Researchers uncover what makes large numbers of “squishy” grains start flowing

Researchers Samuel Poincloux (currently at Aoyama Gakuin University) and Kazumasa A. Takeuchi of the University of Tokyo have clarified the conditions under which large numbers of “squishy” grains, which can change their shape in response to external forces, transition from acting like a solid to acting like a liquid. Similar transitions occur in many biological processes, including the development of an embryo: cells are “squishy” biological “grains” that form solid tissues and sometimes flow to form different organs. Thus, the experimental and theoretical framework elaborated here will help separate the roles of mechanical and biochemical processes, a critical challenge in biology. The findings were published in the journal Proceedings of the National Academy of Sciences (PNAS).

Imagine a pile of sand on a table. As we slowly raise one end of the table, it first sits undisturbed and acts like a solid. However, at a critical angle, the forces keeping the sandpile together yield to gravity: the pile breaks down and starts flowing, acting like a liquid. This is a yielding transition, a widely studied phenomenon with “grains” that do not change shape, such as sand or rocks. However, “grains” in biology are often “squishy,” adapting their shape to external forces.

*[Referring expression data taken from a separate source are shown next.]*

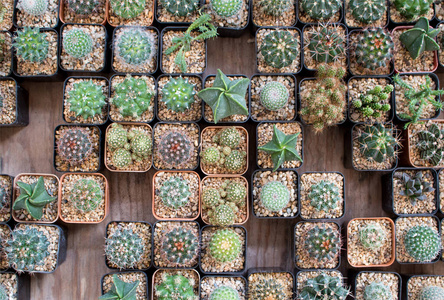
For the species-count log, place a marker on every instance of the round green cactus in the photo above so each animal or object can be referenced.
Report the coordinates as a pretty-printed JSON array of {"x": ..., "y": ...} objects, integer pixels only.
[
  {"x": 86, "y": 99},
  {"x": 77, "y": 43},
  {"x": 30, "y": 44},
  {"x": 274, "y": 196},
  {"x": 225, "y": 245},
  {"x": 274, "y": 96}
]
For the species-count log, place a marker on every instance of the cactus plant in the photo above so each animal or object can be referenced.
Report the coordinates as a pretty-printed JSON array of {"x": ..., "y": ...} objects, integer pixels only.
[
  {"x": 225, "y": 245},
  {"x": 374, "y": 48},
  {"x": 124, "y": 248},
  {"x": 33, "y": 198},
  {"x": 282, "y": 148},
  {"x": 420, "y": 38},
  {"x": 178, "y": 94},
  {"x": 27, "y": 249},
  {"x": 86, "y": 99},
  {"x": 180, "y": 246},
  {"x": 31, "y": 45},
  {"x": 77, "y": 43},
  {"x": 279, "y": 49},
  {"x": 422, "y": 243}
]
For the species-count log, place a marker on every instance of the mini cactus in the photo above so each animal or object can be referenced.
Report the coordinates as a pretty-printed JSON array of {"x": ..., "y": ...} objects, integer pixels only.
[
  {"x": 27, "y": 249},
  {"x": 178, "y": 94},
  {"x": 175, "y": 192},
  {"x": 274, "y": 96},
  {"x": 77, "y": 43},
  {"x": 324, "y": 196},
  {"x": 225, "y": 245},
  {"x": 124, "y": 248},
  {"x": 374, "y": 48},
  {"x": 132, "y": 97},
  {"x": 377, "y": 290},
  {"x": 279, "y": 49},
  {"x": 422, "y": 243},
  {"x": 86, "y": 99},
  {"x": 86, "y": 195},
  {"x": 180, "y": 247},
  {"x": 127, "y": 9},
  {"x": 274, "y": 196},
  {"x": 31, "y": 45}
]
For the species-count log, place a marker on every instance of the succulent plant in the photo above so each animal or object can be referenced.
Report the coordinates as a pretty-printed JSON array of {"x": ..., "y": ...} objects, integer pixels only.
[
  {"x": 178, "y": 94},
  {"x": 225, "y": 245},
  {"x": 121, "y": 290},
  {"x": 282, "y": 148},
  {"x": 27, "y": 249},
  {"x": 176, "y": 287},
  {"x": 180, "y": 246},
  {"x": 377, "y": 143},
  {"x": 279, "y": 49},
  {"x": 226, "y": 97},
  {"x": 324, "y": 196},
  {"x": 175, "y": 192},
  {"x": 374, "y": 48},
  {"x": 124, "y": 248},
  {"x": 77, "y": 43},
  {"x": 86, "y": 99},
  {"x": 86, "y": 194},
  {"x": 325, "y": 102},
  {"x": 322, "y": 287},
  {"x": 377, "y": 291},
  {"x": 422, "y": 243},
  {"x": 31, "y": 45},
  {"x": 420, "y": 38},
  {"x": 182, "y": 44},
  {"x": 369, "y": 103},
  {"x": 274, "y": 196},
  {"x": 33, "y": 198},
  {"x": 322, "y": 243},
  {"x": 368, "y": 11},
  {"x": 127, "y": 9}
]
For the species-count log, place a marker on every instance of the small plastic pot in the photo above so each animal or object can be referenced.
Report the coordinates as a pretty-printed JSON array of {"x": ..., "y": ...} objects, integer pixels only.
[{"x": 21, "y": 107}]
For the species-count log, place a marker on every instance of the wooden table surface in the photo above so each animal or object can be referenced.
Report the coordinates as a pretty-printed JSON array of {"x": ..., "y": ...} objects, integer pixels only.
[{"x": 30, "y": 149}]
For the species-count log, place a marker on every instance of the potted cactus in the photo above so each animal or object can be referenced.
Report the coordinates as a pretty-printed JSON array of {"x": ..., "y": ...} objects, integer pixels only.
[
  {"x": 285, "y": 56},
  {"x": 35, "y": 198},
  {"x": 224, "y": 150},
  {"x": 322, "y": 195},
  {"x": 84, "y": 198},
  {"x": 418, "y": 240},
  {"x": 77, "y": 148},
  {"x": 128, "y": 147},
  {"x": 370, "y": 242},
  {"x": 371, "y": 52},
  {"x": 223, "y": 288},
  {"x": 175, "y": 146},
  {"x": 176, "y": 195},
  {"x": 326, "y": 92},
  {"x": 317, "y": 245},
  {"x": 177, "y": 98},
  {"x": 85, "y": 100},
  {"x": 223, "y": 250},
  {"x": 135, "y": 49},
  {"x": 370, "y": 100},
  {"x": 273, "y": 97},
  {"x": 37, "y": 13},
  {"x": 224, "y": 200},
  {"x": 176, "y": 244},
  {"x": 325, "y": 44},
  {"x": 83, "y": 47},
  {"x": 128, "y": 245},
  {"x": 168, "y": 284}
]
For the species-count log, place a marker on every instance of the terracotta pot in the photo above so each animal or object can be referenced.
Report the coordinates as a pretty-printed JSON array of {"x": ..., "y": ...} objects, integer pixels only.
[{"x": 106, "y": 198}]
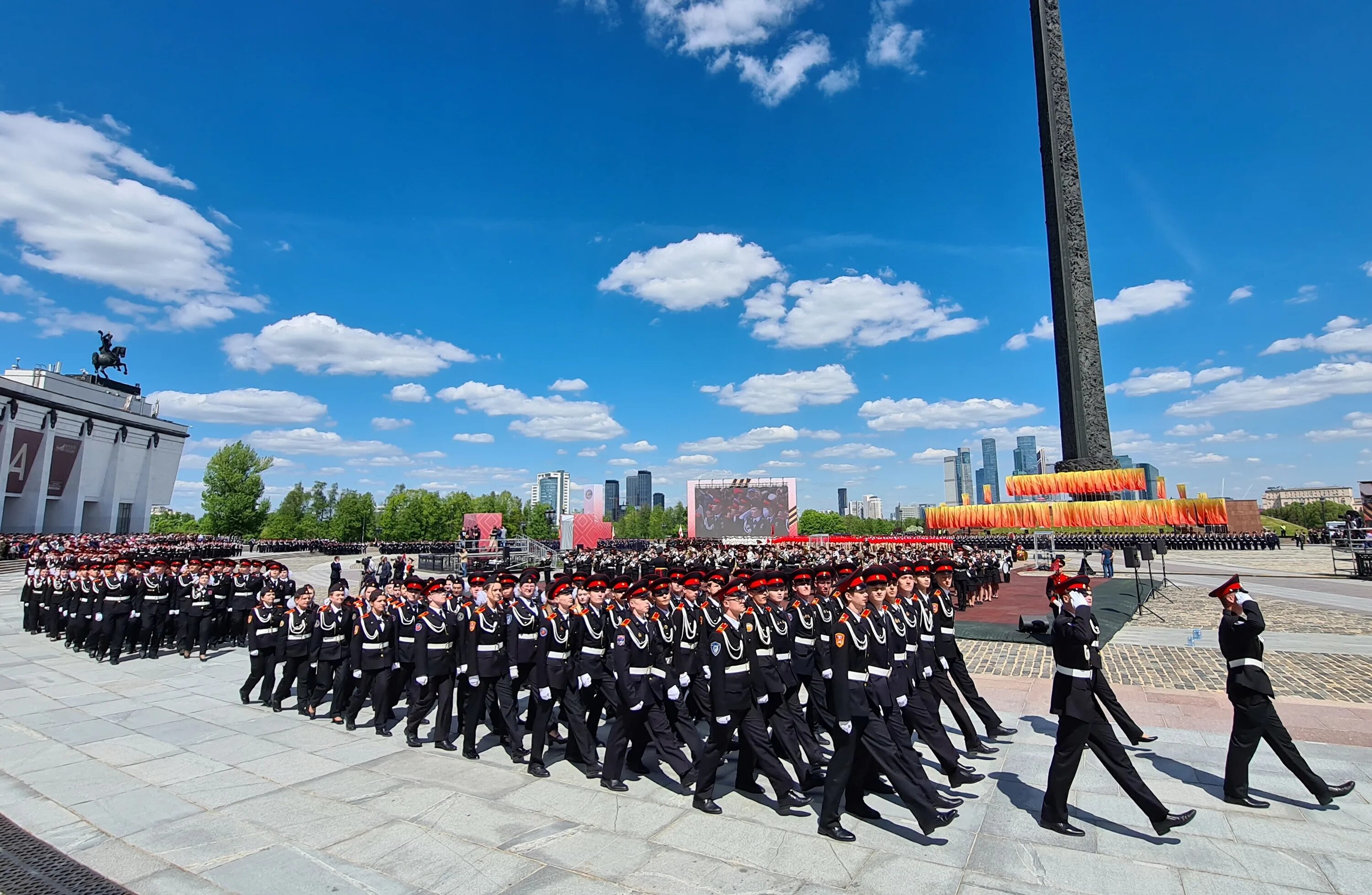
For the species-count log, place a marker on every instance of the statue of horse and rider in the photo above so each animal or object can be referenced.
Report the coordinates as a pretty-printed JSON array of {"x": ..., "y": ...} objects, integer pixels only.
[{"x": 110, "y": 356}]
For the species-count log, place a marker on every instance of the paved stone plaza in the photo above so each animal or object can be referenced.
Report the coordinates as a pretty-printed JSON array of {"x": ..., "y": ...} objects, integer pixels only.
[{"x": 154, "y": 775}]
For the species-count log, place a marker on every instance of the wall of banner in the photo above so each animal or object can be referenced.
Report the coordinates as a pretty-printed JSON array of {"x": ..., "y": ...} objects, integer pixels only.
[
  {"x": 1082, "y": 514},
  {"x": 1088, "y": 482}
]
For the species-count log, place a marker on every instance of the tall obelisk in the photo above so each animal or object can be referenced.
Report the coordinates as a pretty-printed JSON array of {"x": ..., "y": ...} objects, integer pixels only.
[{"x": 1082, "y": 392}]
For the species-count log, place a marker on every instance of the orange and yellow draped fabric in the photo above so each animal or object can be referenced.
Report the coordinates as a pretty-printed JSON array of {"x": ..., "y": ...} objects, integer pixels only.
[
  {"x": 1090, "y": 482},
  {"x": 1080, "y": 514}
]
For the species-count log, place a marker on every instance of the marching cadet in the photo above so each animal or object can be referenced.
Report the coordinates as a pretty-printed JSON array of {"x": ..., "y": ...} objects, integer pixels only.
[
  {"x": 1082, "y": 722},
  {"x": 641, "y": 713},
  {"x": 330, "y": 647},
  {"x": 859, "y": 739},
  {"x": 435, "y": 670},
  {"x": 1250, "y": 692},
  {"x": 374, "y": 659},
  {"x": 295, "y": 650},
  {"x": 264, "y": 625},
  {"x": 555, "y": 663},
  {"x": 737, "y": 695}
]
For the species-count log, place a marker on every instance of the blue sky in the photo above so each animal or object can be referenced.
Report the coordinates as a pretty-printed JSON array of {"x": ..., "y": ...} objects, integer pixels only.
[{"x": 788, "y": 237}]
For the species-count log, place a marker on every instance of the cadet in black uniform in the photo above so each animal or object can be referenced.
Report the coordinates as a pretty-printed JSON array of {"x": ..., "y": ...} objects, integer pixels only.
[
  {"x": 1250, "y": 692},
  {"x": 1082, "y": 722}
]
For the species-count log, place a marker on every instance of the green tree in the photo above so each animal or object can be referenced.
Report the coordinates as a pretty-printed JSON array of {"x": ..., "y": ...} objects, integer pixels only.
[
  {"x": 175, "y": 523},
  {"x": 232, "y": 497}
]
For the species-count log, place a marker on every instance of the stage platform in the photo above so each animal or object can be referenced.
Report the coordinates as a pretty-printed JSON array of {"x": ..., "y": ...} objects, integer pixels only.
[{"x": 1113, "y": 599}]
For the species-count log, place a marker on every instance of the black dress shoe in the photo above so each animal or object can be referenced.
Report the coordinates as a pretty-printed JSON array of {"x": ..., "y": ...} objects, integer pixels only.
[
  {"x": 1342, "y": 790},
  {"x": 863, "y": 812},
  {"x": 1062, "y": 827},
  {"x": 836, "y": 832},
  {"x": 1174, "y": 820}
]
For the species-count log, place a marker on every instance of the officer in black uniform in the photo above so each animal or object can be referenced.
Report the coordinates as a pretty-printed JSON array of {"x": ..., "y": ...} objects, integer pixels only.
[
  {"x": 1082, "y": 722},
  {"x": 1254, "y": 716}
]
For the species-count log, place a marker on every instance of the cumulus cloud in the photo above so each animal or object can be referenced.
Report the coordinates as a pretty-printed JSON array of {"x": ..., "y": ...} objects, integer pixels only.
[
  {"x": 316, "y": 344},
  {"x": 703, "y": 271},
  {"x": 239, "y": 405},
  {"x": 787, "y": 393},
  {"x": 1301, "y": 388},
  {"x": 858, "y": 311},
  {"x": 87, "y": 206},
  {"x": 890, "y": 415},
  {"x": 549, "y": 418}
]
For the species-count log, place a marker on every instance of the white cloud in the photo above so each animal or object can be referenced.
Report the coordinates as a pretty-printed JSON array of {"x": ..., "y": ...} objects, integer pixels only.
[
  {"x": 1260, "y": 393},
  {"x": 703, "y": 271},
  {"x": 787, "y": 393},
  {"x": 549, "y": 418},
  {"x": 854, "y": 449},
  {"x": 1342, "y": 335},
  {"x": 858, "y": 311},
  {"x": 239, "y": 405},
  {"x": 312, "y": 441},
  {"x": 411, "y": 393},
  {"x": 777, "y": 80},
  {"x": 87, "y": 206},
  {"x": 888, "y": 415},
  {"x": 316, "y": 344},
  {"x": 752, "y": 440},
  {"x": 932, "y": 455},
  {"x": 839, "y": 80},
  {"x": 891, "y": 43}
]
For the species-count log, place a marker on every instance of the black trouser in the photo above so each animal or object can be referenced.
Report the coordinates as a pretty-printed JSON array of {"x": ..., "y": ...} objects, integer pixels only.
[
  {"x": 295, "y": 670},
  {"x": 854, "y": 755},
  {"x": 378, "y": 685},
  {"x": 1073, "y": 736},
  {"x": 1256, "y": 720},
  {"x": 574, "y": 714},
  {"x": 755, "y": 747},
  {"x": 648, "y": 722},
  {"x": 263, "y": 669},
  {"x": 503, "y": 717},
  {"x": 437, "y": 692},
  {"x": 1101, "y": 687}
]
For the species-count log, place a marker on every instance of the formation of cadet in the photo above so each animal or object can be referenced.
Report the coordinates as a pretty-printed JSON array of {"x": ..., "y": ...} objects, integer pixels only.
[{"x": 147, "y": 607}]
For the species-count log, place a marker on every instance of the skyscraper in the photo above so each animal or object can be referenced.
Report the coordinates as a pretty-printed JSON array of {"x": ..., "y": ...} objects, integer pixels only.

“Although our research revisits a well-studied problem,” says Poincloux, the first author, “it hits the sweet spot of being complicated enough to be interesting and simple enough to develop various approaches. We incorporated interdisciplinary components, such as using a biomechanical tool that helped differentiate if the “grains” were changing shapes or positions.”

Indeed, the researchers approached the challenge through experiments, computer modeling, and geometrical description. They used slender rubber rings as their “squishy” grains and stacked them in a container. They varied the number of rings, the density of “grains,” and the strength of lateral forces applied to the rings. Then, using pictures, the researchers measured the rings’ positions, shapes, and points of contact with each other as the batch of rings deformed. These measures allowed them to quantify how much the rings changed position (liquid-like behavior) or shape (solid-like behavior). Lastly, they performed computer simulations and geometric analyses to understand the role of friction and interactions between rings.

“We found the main surprise at the very end of the project,” says Poincloux. “Surprisingly, a simple geometrical description underlies the yielding transition observed, despite involving large and complex shape changes coupled with frictional interactions.”

These findings are the first steps toward understanding how “squishy” biological grains interact in living organisms, and Poincloux is already thinking of what to do next.

“To get closer to biological tissues, we could, for instance, modify the interactions and add ring adhesion to emulate linking proteins between cells. For those intending to use these squishy rings for experiments: do not forget to put a cover lid on top of the container to prevent the explosion of hundreds of rings across the laboratory… I will not disclose the number of times this incident happened.”